Jones v. Edson

The opinion of the court was delivered by

Wells, J.:

On the 25th of January, 1887, the Capital Investment Company was incorporated under the laws of Kansas for the purpose of “the purchase, location and laying out of town sites, and the sale and conveyance of the same in lots and subdivisions, or otherwise; and the accumulation and loan of funds, the erection of buildings, and the purchase and sale of real estate for the benefit of its members.” The defendants in error, Edson & Beck, subscribed for five shares of the capital stock, of the par value of $100 per share, and paid three assessments thereon, amounting to $325, leaving unpaid $175 upon their original subscription. On July 17, 1897, the plaintiff in error *111herein recovered a judgment against said corporation for |10,521 and interest. An execution was issued on said judgment and returned nulla bona. Afterward, on September 4, 1897, an action was begun by plaintiff in error against the defendants'in error to recover the amount of their liability as stockholders to apply on said judgment. A trial was had to a jury, resulting in a verdict and judgment for the defendants. The plaintiff brings the cause here upon a petition in error.

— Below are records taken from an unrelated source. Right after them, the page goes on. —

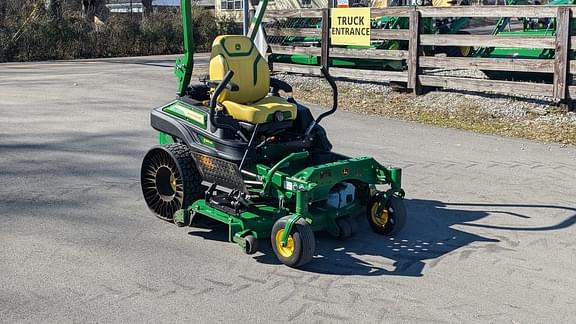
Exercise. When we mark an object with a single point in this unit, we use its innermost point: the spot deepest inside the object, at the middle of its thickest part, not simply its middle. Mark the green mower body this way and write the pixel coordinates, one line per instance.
(277, 179)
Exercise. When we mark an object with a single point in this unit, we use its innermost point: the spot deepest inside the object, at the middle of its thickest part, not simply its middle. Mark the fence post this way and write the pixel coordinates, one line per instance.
(325, 49)
(562, 56)
(413, 51)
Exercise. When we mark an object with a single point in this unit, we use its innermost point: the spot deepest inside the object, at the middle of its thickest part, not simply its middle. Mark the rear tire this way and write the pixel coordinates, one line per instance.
(170, 180)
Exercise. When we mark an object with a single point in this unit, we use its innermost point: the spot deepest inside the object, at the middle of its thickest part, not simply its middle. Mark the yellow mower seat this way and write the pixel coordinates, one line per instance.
(251, 102)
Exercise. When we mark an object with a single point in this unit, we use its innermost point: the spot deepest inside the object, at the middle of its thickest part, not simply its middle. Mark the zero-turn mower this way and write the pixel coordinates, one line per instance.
(234, 150)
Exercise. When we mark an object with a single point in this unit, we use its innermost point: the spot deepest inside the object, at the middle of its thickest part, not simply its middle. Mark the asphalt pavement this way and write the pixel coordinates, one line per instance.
(490, 238)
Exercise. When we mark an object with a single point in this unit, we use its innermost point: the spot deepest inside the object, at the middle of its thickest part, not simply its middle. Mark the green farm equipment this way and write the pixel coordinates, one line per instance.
(531, 27)
(234, 150)
(430, 26)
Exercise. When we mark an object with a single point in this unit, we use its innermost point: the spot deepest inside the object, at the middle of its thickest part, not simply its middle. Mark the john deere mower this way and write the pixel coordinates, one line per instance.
(234, 150)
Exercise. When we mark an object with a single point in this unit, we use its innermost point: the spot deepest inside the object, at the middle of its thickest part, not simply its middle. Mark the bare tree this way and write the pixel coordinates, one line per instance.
(148, 8)
(91, 8)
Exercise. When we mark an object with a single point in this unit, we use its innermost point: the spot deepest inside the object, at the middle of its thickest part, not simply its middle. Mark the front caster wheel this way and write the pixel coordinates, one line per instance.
(251, 246)
(299, 248)
(389, 219)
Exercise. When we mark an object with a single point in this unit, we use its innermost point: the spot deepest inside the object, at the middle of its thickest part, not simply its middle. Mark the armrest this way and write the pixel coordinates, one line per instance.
(277, 85)
(215, 83)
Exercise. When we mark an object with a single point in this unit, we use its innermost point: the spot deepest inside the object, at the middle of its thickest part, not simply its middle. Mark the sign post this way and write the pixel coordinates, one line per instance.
(350, 26)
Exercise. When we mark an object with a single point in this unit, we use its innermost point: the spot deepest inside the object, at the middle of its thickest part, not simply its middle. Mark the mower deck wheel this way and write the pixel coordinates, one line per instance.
(299, 248)
(251, 246)
(389, 220)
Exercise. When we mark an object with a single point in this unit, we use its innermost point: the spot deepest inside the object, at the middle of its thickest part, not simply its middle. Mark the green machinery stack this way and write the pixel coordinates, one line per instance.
(234, 150)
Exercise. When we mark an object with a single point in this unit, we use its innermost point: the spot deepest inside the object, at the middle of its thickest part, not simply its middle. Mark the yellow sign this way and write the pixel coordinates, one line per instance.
(350, 26)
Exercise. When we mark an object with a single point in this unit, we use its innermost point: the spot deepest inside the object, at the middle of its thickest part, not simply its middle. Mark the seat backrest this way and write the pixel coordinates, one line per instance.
(251, 74)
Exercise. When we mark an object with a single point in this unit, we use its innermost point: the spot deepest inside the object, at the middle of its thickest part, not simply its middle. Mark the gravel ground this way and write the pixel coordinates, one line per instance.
(528, 117)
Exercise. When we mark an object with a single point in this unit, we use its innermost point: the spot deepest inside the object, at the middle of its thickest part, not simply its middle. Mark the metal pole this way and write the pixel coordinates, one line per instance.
(245, 16)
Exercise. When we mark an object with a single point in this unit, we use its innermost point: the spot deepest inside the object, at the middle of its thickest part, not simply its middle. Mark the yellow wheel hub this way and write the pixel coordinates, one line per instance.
(173, 182)
(285, 251)
(465, 50)
(379, 219)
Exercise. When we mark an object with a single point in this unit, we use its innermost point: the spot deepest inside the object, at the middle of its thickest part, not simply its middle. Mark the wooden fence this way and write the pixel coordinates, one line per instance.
(414, 76)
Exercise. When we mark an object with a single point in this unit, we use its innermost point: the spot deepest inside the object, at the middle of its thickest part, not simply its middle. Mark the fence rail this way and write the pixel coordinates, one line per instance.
(415, 77)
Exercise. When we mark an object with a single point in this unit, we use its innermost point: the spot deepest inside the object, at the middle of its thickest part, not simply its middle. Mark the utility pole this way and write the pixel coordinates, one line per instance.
(245, 16)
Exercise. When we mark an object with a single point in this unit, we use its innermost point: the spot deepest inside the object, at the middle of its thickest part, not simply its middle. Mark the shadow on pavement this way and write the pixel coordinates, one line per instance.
(428, 235)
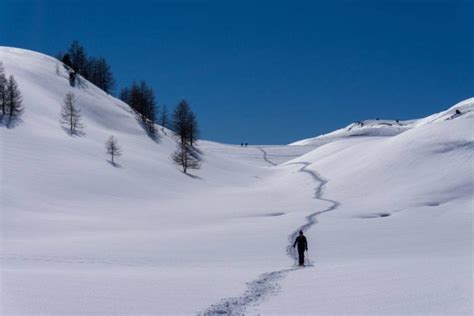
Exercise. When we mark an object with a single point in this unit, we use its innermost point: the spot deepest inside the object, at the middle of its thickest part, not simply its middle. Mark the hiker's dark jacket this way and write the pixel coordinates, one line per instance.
(302, 243)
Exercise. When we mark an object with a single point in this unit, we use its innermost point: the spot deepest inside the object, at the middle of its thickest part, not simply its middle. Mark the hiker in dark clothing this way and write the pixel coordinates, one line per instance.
(302, 246)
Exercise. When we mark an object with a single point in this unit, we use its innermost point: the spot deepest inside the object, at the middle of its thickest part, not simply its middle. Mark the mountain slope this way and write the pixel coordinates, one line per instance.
(387, 208)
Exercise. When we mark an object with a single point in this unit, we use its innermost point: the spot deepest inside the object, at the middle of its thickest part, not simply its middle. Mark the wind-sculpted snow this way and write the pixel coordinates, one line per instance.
(267, 284)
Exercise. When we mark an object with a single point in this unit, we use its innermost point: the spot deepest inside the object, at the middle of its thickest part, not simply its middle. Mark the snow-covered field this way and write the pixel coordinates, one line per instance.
(387, 207)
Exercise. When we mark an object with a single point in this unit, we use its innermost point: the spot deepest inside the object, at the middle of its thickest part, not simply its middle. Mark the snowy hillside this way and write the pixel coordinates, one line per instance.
(391, 127)
(386, 207)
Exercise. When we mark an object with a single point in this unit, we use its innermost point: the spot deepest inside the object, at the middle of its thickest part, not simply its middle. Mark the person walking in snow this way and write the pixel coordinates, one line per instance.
(302, 247)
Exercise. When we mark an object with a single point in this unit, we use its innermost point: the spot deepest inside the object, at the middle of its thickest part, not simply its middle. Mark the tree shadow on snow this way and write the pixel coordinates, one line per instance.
(8, 122)
(116, 165)
(77, 133)
(193, 176)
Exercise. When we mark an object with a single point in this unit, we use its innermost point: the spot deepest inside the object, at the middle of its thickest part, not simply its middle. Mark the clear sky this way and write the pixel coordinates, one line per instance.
(268, 72)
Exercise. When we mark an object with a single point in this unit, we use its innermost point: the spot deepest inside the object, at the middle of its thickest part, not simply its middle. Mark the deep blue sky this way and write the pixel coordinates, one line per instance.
(272, 72)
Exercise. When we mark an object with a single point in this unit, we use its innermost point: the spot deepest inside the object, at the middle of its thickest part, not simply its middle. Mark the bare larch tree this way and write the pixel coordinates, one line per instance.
(71, 115)
(113, 149)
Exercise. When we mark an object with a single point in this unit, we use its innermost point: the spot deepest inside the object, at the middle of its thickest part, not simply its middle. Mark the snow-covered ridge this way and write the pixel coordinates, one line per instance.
(461, 110)
(78, 235)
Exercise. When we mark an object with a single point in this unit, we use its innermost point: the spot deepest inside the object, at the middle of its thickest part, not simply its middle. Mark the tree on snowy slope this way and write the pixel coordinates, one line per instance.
(3, 89)
(78, 58)
(113, 148)
(184, 125)
(14, 101)
(164, 118)
(187, 157)
(141, 99)
(99, 73)
(71, 115)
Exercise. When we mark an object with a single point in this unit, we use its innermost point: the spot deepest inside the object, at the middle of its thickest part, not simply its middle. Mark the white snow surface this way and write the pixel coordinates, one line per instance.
(390, 209)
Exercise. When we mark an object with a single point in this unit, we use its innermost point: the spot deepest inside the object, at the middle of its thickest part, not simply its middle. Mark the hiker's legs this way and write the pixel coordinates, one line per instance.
(301, 257)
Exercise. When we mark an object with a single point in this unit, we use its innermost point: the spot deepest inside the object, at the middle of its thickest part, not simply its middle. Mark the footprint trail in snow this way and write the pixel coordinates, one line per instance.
(267, 284)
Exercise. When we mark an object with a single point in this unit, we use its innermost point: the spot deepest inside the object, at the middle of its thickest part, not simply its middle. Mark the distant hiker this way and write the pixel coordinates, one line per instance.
(302, 247)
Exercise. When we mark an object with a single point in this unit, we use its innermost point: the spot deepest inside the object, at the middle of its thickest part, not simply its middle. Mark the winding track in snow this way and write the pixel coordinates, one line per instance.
(265, 156)
(267, 283)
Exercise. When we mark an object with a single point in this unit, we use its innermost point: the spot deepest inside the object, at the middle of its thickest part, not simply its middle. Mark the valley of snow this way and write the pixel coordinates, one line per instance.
(389, 206)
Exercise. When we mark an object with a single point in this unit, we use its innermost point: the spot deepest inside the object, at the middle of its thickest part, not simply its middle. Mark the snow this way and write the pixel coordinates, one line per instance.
(388, 208)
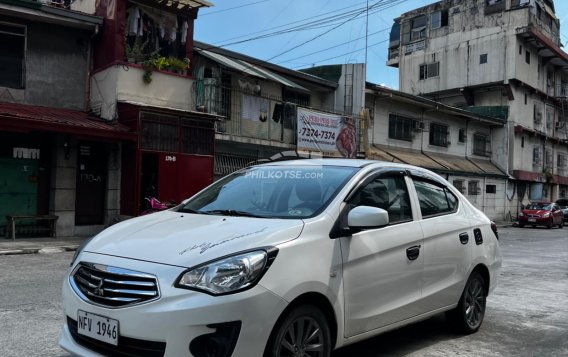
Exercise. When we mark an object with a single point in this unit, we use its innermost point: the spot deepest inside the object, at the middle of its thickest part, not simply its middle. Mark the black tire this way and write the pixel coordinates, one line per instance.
(313, 339)
(467, 317)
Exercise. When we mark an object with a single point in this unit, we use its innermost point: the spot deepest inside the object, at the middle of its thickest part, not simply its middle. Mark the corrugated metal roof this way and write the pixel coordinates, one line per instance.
(250, 69)
(411, 157)
(488, 167)
(30, 117)
(454, 163)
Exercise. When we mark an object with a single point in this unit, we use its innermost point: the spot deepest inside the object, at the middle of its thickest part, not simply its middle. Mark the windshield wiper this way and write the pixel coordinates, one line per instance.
(189, 210)
(231, 212)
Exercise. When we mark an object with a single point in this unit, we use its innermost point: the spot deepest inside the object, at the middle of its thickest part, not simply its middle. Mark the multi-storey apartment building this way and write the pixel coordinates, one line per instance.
(501, 58)
(57, 161)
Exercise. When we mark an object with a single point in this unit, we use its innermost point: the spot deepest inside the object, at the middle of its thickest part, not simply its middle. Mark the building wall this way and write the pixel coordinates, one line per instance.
(55, 66)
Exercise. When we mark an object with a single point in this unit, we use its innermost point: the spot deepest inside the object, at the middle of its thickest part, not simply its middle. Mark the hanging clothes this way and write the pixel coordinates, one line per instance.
(184, 28)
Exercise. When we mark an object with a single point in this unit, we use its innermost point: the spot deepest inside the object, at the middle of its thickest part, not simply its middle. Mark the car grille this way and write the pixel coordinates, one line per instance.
(127, 347)
(113, 287)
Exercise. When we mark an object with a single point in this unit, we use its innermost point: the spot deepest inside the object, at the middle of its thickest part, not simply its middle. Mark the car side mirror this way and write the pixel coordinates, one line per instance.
(367, 217)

The first question is: When did the plaintiff’s cause of action accrue? Or, to be more specific, when did the corporation suspend its business? It appears from the evidence and the findings of fact that the corporation ceased to carry on the usual and ordinary business for which it was created on or immediately after June 8, 1891; but on September 19, 1894, the president and secretary, under and by the authority of the directors, executed and delivered a deed to D. A. Valentine for a piece of land in which it had some equity, in which it recited that the corporation was at that time doing business in the state of Kansas. It is contended by the plaintiff in error that, as selling land was one of the purposes for which the corporation was formed, it was doing business on September 19, 1894, and that the action did not accrue until after that time. It is also contended that, as the deed of that date contained a recital that the corporation was at that time doing business in Kansas, it and its stockholders are estopped from claiming that it had previously suspended, and also that as the defendants had afterward pretended to sell their stock and cause it to be canceled on the books and a new certificate issued in lieu thereof, they could not now deny its corporate existence and business.

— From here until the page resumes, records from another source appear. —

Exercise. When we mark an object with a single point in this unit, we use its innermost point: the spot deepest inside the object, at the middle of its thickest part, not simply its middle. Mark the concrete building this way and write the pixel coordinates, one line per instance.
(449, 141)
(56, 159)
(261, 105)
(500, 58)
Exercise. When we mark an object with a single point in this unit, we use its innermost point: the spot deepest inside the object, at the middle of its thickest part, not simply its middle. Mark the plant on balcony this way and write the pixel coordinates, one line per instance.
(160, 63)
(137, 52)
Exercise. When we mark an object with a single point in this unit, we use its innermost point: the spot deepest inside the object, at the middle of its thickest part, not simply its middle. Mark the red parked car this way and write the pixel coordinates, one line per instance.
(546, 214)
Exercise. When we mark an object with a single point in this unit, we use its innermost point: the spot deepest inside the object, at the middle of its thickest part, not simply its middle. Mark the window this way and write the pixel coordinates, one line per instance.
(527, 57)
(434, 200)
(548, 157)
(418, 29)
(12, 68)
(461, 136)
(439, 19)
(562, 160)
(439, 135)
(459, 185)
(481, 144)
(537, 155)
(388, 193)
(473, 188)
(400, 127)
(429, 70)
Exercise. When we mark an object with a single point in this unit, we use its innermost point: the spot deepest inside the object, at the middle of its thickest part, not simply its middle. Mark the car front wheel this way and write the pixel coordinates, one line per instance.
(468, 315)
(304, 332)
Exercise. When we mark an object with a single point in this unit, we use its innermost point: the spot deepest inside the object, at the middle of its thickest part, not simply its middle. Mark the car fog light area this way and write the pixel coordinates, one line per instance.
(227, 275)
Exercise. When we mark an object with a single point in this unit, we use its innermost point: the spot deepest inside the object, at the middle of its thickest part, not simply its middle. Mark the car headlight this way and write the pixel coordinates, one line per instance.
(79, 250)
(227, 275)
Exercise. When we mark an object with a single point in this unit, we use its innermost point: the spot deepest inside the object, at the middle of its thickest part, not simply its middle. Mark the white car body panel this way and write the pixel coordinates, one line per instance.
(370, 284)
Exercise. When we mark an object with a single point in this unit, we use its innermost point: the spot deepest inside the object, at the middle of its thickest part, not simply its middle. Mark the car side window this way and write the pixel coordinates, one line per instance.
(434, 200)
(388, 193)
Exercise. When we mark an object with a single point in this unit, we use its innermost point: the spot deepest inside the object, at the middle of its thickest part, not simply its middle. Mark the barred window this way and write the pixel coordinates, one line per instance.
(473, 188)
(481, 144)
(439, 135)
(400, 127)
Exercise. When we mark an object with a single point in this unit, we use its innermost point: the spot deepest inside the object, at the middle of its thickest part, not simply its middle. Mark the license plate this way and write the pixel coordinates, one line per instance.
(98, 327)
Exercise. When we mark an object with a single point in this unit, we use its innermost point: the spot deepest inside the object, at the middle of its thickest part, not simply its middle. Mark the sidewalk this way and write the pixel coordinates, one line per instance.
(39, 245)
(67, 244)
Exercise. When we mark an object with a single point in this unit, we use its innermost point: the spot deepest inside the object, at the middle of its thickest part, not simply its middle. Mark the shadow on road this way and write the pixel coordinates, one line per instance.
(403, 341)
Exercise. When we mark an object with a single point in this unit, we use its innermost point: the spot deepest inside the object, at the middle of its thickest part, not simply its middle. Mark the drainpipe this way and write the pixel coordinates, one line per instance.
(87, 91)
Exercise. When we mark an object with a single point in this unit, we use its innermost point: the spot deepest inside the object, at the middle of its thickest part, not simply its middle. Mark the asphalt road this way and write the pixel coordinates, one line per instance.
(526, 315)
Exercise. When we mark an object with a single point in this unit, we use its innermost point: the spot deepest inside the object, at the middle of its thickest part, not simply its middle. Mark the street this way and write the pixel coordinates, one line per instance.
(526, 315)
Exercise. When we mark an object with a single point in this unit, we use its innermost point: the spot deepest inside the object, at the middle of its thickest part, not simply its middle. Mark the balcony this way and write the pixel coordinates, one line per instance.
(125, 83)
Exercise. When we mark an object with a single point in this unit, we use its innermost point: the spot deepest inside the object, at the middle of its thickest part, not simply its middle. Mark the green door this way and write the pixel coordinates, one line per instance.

*112We do not think either of these contentions is sound. A single corporate act, or an occasional corporate act, does not constitute the carrying on of a corporate business any more than an occasional hiring of a horse to another constitutes one a livery-stable keeper. And more truly a series of acts done in winding up a business cannot be held to be the carrying on of a business. Neither does the recital or recognition of the corporation estop one from asserting that it had so suspended business as to entitle a creditor under the statute to proceed against the individual liability of the stockholder. The object of the statute was to enable a creditor to reach the stockholder before the corporation was legally dissolved, and section 45 of the corporation act (Gen. Stat. 1897, ch. 66; Gen. Stat. 1899, § 1268) does not change the law as to when a corporation is dissolved, except in the proceedings of creditors against stockholders.

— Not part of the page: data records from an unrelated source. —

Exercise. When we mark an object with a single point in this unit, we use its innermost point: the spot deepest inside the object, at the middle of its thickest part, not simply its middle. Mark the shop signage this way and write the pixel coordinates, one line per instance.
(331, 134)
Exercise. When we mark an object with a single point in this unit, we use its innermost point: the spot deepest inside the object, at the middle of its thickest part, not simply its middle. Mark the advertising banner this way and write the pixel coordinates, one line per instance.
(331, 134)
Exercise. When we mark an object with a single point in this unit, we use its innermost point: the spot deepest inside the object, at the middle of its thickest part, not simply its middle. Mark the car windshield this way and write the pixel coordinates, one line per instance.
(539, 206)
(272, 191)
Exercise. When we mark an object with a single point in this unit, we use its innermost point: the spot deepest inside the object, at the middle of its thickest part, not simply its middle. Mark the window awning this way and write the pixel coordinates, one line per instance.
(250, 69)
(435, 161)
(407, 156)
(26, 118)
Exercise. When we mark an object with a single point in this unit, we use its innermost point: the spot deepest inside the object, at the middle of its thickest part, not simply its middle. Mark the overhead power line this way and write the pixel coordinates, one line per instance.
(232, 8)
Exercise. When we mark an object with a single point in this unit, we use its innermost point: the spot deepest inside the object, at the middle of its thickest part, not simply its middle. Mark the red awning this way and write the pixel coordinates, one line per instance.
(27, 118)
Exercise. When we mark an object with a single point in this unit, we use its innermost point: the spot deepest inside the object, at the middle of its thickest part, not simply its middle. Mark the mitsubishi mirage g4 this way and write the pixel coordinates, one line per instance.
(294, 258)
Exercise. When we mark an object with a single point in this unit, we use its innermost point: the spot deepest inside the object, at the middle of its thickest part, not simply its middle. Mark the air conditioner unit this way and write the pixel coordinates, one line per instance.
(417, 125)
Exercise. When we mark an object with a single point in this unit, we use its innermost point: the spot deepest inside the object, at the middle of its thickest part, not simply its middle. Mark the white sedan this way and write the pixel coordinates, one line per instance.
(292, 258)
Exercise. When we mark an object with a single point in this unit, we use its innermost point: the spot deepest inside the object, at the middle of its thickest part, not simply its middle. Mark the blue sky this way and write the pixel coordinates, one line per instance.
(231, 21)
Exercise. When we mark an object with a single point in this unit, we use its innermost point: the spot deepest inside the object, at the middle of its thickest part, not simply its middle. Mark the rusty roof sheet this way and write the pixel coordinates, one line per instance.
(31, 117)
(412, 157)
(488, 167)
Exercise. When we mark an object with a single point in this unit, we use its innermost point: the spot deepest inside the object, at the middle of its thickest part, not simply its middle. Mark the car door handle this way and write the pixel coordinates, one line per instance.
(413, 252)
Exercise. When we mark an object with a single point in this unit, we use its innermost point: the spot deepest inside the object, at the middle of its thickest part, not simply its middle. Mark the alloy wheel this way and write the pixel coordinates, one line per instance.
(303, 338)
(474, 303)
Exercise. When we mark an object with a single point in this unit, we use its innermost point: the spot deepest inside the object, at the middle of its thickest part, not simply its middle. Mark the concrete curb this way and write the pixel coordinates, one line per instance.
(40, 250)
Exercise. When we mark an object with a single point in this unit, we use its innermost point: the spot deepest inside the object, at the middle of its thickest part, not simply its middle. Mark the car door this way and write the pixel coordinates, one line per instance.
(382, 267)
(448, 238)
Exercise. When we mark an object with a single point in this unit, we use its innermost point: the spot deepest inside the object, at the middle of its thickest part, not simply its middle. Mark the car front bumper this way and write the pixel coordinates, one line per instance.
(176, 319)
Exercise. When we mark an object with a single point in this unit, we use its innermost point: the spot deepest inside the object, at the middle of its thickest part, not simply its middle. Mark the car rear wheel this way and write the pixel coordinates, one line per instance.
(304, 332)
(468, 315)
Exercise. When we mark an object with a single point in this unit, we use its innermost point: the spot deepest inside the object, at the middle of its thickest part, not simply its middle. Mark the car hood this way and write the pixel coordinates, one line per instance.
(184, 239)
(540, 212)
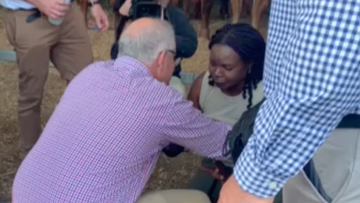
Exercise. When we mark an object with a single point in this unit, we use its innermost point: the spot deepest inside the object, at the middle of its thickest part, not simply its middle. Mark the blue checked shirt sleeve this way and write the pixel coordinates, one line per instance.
(312, 79)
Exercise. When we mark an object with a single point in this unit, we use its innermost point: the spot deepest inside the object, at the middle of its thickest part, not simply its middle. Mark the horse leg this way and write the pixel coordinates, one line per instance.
(83, 8)
(258, 11)
(206, 6)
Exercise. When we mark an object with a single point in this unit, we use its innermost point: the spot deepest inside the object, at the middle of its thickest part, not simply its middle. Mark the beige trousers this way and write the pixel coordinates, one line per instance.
(337, 163)
(174, 196)
(36, 43)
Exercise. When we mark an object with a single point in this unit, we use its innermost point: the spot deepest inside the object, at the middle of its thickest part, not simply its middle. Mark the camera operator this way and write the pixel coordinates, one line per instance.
(185, 37)
(40, 31)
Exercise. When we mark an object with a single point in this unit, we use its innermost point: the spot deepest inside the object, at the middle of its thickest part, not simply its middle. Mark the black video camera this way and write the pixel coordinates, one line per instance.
(146, 8)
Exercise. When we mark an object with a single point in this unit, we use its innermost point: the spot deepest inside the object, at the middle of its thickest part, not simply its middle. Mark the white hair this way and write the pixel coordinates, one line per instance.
(146, 45)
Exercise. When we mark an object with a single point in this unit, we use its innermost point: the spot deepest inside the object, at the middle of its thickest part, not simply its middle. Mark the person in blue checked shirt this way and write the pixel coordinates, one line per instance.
(307, 134)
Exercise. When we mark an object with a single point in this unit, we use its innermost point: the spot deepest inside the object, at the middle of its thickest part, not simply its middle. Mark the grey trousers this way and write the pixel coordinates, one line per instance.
(174, 196)
(335, 173)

The next contention is that the unpaid subscription, amounting in this case to $175, is a contractual liability and not barred by four years’ suspension of business-. It is not necessary to discuss what the rights of the plaintiff would have been if he had instituted proceedings to hold the defendants as debtors of the corporation for the amount of their unpaid subscription. He has elected to proceed againt them upon their statutory liability. He made no distinction as to how that liability was created and the law makes none. The statutory liability of a stockholder was the amount due on his stock and an additional amount equal to the stock owned by him. The law that governs in the collection of one does the same as to the other.

As to the question of dividends unlawfully received by the defendants, there is nothing in the pleadings *113that would have justified an examination of that subject.

We find no error in the record. The judgment .of the district court will be affirmed.